SAdAP mengatakan, provokator yang ingin memecah belah kerukunan yang sudah terbangun lama ditengah masyarakat, mereka memanfaatkan situasi politik di Kota Makassar untuk membenturkan antar anak bangsa, antara tim sukses, relawan dan calon walikota dan itu dilakukan secara sistematis.
“Saya berharap agar aparat kepolisian dapat mengusut tuntas dalang dari aksi anarkis yang terjadi malam hari di depan kampus UNM Pettarani baru ini, kita punya intelijen yang dapat melakukan pendeteksian terkait rangkaian aksi anarkis, dan siapa saja pihak yang bertanggung jawab, tentunya dapat diketahui dari Nama pihak yang menunjukkan saat ini atas dugaan interaksi mereka dalam aksi tersebut, “urai SAdAP, Jumat (23/10).
Meskipun ada politisasi masalah skenario skenario politik dibalik insiden ini, kata SAdAP, janganlah dilakukan di Makassar sebab masyarakatnya cinta damai, kalau ada indikasi terselubung yang ingin merusak tatanan sosial di Makassar, maka dari itu sebaiknya pihak yang dirugikan harus melakukan pengkajian, karena dikhawatirkan masyarakat akan merasa nyaman dengan apa yang terjadi, dan tidak lagi merasa nyaman, untuk itu diharapkan semua calon mengimbau ke masyarakat ketika bersosialisasi agar tetap menjaga kedamaian serta tetap menanamkan nilai budaya sipakatau, sipakainge dan sipakalebbi.

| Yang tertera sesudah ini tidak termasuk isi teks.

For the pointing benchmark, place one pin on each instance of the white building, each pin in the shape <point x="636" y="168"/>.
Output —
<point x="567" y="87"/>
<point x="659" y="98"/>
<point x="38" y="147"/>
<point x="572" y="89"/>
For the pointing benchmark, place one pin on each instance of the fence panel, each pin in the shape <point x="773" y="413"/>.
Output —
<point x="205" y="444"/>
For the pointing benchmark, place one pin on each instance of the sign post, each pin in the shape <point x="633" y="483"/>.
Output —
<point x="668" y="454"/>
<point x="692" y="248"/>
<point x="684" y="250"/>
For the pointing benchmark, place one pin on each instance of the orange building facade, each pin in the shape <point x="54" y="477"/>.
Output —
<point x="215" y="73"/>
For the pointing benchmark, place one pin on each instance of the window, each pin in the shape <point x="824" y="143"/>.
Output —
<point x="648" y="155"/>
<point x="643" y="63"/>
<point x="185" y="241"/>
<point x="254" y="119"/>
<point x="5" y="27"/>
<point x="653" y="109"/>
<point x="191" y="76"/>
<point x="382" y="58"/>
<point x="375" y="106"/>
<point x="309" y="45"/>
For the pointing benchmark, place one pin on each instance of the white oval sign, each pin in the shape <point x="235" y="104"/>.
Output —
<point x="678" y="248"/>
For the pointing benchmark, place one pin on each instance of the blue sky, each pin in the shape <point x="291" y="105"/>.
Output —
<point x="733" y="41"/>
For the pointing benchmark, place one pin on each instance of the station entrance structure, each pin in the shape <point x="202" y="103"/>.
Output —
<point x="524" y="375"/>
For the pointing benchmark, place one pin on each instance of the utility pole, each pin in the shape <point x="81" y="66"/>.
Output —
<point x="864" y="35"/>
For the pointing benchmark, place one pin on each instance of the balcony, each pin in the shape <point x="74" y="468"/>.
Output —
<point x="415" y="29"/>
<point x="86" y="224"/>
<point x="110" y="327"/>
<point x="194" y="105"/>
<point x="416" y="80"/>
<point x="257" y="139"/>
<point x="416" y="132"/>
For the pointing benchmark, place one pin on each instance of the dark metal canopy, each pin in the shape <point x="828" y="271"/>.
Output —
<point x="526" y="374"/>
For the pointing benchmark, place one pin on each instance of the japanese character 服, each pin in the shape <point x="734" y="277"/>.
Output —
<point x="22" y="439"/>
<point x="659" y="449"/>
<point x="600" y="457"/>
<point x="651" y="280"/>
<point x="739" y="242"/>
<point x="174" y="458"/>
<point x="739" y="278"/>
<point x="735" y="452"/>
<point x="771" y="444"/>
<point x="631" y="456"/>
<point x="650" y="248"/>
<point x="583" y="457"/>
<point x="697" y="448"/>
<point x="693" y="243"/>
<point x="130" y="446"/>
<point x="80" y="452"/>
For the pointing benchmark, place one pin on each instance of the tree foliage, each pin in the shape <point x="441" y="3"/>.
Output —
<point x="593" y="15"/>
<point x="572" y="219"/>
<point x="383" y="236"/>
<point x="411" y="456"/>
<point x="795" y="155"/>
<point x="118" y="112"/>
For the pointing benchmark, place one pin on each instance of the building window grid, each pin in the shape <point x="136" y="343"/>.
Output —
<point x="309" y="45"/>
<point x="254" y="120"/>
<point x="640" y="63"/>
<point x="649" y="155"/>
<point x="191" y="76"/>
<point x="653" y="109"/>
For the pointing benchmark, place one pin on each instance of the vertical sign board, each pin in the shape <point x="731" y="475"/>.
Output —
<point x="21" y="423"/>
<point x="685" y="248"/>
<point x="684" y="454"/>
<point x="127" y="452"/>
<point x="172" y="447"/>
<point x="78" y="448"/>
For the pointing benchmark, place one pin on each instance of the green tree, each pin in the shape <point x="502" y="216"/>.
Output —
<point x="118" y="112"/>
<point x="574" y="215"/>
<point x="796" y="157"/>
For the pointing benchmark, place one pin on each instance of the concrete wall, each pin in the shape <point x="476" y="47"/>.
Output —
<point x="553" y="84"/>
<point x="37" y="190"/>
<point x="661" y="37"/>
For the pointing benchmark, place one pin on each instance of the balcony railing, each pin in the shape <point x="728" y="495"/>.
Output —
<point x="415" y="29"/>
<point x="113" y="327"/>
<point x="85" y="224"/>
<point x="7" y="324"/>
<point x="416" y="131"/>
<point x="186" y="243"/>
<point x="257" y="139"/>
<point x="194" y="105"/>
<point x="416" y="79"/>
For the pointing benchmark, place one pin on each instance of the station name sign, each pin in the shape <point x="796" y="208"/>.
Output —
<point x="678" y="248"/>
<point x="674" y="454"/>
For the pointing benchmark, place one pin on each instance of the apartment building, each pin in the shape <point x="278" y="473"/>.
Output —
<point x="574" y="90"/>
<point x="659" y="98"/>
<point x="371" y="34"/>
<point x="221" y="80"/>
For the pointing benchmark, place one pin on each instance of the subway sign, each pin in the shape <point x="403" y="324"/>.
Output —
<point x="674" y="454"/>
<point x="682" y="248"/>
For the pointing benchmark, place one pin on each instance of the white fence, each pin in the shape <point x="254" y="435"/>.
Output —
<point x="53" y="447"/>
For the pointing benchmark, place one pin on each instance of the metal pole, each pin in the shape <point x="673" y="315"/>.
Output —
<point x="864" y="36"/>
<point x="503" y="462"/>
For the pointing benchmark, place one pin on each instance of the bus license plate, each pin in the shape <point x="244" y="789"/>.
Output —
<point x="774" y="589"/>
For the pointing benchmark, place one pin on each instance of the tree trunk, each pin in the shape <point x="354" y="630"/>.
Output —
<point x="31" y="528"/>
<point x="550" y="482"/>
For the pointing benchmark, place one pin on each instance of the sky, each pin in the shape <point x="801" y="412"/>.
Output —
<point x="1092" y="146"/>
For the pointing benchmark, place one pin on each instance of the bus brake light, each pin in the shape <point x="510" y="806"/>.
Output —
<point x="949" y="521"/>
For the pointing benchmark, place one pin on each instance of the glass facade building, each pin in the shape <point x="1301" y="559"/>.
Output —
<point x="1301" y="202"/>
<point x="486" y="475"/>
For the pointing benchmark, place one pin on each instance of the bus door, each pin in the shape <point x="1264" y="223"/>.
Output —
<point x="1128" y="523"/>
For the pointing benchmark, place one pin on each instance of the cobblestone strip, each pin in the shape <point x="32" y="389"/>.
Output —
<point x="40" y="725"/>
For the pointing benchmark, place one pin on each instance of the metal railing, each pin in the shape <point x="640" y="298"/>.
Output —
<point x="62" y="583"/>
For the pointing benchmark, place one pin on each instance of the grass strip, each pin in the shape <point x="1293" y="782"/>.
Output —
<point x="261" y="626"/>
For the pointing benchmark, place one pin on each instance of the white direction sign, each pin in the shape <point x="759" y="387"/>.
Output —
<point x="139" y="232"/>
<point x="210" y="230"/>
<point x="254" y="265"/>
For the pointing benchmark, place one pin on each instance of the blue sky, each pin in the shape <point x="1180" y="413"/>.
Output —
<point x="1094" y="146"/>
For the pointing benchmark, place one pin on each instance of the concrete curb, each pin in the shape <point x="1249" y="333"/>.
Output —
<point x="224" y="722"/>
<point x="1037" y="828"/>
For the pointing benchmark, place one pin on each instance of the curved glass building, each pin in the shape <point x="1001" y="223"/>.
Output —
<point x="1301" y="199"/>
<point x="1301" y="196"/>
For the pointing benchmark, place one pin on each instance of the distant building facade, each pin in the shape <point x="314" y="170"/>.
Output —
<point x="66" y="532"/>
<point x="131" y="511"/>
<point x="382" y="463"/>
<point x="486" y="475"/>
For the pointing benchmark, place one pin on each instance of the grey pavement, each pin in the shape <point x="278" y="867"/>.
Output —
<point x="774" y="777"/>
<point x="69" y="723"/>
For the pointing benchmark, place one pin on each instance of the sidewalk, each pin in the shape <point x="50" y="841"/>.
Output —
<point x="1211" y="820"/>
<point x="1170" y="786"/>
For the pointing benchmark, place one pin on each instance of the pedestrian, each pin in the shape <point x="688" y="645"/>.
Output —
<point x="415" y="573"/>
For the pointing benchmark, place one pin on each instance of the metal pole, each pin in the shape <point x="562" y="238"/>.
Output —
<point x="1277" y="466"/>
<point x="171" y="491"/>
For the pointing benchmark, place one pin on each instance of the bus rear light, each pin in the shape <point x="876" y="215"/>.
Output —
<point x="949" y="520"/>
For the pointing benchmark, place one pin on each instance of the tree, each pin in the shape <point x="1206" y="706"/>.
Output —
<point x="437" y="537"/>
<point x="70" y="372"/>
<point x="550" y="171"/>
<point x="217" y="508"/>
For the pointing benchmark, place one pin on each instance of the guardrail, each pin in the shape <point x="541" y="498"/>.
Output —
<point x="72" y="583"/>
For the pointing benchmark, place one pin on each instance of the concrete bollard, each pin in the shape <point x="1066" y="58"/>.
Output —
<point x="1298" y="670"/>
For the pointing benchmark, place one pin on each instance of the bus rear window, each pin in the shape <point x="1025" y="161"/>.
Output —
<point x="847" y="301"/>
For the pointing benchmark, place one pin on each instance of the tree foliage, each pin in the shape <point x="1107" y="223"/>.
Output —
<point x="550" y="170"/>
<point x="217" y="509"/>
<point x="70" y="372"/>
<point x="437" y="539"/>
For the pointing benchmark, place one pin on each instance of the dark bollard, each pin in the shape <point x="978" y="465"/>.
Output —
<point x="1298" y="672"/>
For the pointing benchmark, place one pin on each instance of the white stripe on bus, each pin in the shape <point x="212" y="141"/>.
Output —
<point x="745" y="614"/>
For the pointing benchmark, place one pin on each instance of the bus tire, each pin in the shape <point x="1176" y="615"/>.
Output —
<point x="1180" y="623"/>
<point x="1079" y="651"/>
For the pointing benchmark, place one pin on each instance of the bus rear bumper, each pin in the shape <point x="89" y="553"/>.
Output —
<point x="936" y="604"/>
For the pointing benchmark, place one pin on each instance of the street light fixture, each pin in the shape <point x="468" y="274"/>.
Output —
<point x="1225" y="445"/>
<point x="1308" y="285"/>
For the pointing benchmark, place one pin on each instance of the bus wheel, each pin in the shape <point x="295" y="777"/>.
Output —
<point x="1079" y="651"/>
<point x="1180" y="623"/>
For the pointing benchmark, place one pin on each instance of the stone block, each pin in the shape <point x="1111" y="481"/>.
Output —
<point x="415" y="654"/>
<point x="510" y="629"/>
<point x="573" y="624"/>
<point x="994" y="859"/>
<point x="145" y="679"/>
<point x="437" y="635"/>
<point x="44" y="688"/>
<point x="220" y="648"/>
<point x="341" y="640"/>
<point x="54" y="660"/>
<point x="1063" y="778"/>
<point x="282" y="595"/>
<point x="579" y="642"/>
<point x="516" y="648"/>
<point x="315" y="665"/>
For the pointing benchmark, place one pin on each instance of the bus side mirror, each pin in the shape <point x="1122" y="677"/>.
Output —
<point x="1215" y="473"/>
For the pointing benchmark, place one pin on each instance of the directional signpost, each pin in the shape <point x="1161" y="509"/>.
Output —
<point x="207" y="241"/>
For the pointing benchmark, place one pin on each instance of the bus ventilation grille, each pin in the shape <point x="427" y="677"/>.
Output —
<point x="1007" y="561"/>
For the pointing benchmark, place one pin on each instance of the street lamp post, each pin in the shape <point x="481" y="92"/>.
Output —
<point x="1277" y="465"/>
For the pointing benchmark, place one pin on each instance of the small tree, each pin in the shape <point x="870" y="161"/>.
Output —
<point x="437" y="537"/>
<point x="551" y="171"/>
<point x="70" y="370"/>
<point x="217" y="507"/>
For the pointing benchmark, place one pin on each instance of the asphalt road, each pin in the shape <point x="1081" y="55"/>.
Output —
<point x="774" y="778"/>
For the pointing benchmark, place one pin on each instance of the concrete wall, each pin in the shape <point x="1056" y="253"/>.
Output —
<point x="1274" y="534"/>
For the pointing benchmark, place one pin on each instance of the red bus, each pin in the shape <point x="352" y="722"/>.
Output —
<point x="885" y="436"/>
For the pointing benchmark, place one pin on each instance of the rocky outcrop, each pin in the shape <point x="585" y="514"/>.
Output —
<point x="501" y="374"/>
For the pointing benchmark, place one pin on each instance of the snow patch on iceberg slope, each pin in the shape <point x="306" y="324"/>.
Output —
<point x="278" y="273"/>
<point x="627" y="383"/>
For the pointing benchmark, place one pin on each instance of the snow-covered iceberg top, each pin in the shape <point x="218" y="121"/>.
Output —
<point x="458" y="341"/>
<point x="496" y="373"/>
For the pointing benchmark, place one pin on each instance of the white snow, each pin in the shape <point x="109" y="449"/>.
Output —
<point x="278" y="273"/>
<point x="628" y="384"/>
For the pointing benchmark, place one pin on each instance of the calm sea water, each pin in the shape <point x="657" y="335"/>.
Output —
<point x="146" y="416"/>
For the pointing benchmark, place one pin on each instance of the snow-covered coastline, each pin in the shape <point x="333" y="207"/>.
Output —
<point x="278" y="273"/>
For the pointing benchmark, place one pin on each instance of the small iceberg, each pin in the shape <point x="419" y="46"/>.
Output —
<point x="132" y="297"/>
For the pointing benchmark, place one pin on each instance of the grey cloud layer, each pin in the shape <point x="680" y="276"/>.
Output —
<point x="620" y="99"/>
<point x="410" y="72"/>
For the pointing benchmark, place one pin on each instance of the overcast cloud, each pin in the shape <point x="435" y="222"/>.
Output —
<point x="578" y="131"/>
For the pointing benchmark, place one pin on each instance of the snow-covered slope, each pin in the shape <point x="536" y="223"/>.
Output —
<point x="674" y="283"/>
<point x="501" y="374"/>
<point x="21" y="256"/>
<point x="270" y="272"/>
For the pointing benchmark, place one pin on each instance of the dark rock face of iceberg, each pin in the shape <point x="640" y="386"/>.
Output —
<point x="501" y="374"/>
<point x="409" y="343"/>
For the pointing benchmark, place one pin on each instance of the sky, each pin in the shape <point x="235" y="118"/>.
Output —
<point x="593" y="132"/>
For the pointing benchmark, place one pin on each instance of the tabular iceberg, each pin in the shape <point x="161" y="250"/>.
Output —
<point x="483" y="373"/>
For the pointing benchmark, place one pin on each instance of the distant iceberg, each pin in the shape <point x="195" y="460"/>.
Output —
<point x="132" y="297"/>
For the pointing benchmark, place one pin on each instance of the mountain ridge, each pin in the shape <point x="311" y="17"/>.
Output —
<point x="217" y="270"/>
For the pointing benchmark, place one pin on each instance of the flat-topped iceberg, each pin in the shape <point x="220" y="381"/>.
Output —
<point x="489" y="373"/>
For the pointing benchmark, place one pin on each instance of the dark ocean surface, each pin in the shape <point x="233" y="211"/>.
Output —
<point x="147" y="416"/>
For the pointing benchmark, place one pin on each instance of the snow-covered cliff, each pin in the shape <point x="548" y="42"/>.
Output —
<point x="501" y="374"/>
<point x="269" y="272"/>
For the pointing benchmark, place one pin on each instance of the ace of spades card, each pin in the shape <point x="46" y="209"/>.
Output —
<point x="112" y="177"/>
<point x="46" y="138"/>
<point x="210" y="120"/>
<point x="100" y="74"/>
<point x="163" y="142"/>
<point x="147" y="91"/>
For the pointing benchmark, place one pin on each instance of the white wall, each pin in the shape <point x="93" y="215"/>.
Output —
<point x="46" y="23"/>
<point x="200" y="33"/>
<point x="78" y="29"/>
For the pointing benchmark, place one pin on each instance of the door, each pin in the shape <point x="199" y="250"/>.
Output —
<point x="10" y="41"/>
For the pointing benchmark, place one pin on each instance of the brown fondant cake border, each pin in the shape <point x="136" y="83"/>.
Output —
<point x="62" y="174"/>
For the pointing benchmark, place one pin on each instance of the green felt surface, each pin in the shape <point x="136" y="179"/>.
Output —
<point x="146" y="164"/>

“Saya meminta maaf kepada Laskar Merah Putih sulsel untuk mengajak ormas-ormas lainnya yang ada di Kota Makassar untuk bersama sama mengawal kasus ini agar tidak meluas menjadi konflik, dan membantu tugas aparat dilapangan otoritas Kota Makassar dari pihak yang ingin mengacaukan stabilitas keamanan, termasuk ASN perlu keterlibatan serta menyampaikan kepada keluarga dan kerabat, secara umum ke masyarakat untuk tidak terpancing oleh provokator, dan ingat bahwa ASN harus netral, tidak boleh berpolitik praktis, jika ada yang terlibat dalam mendukung mensosialisasikan salah satu calon maka konsekuensinya harus dipecat sebagai ASN, “tegas SAdAP.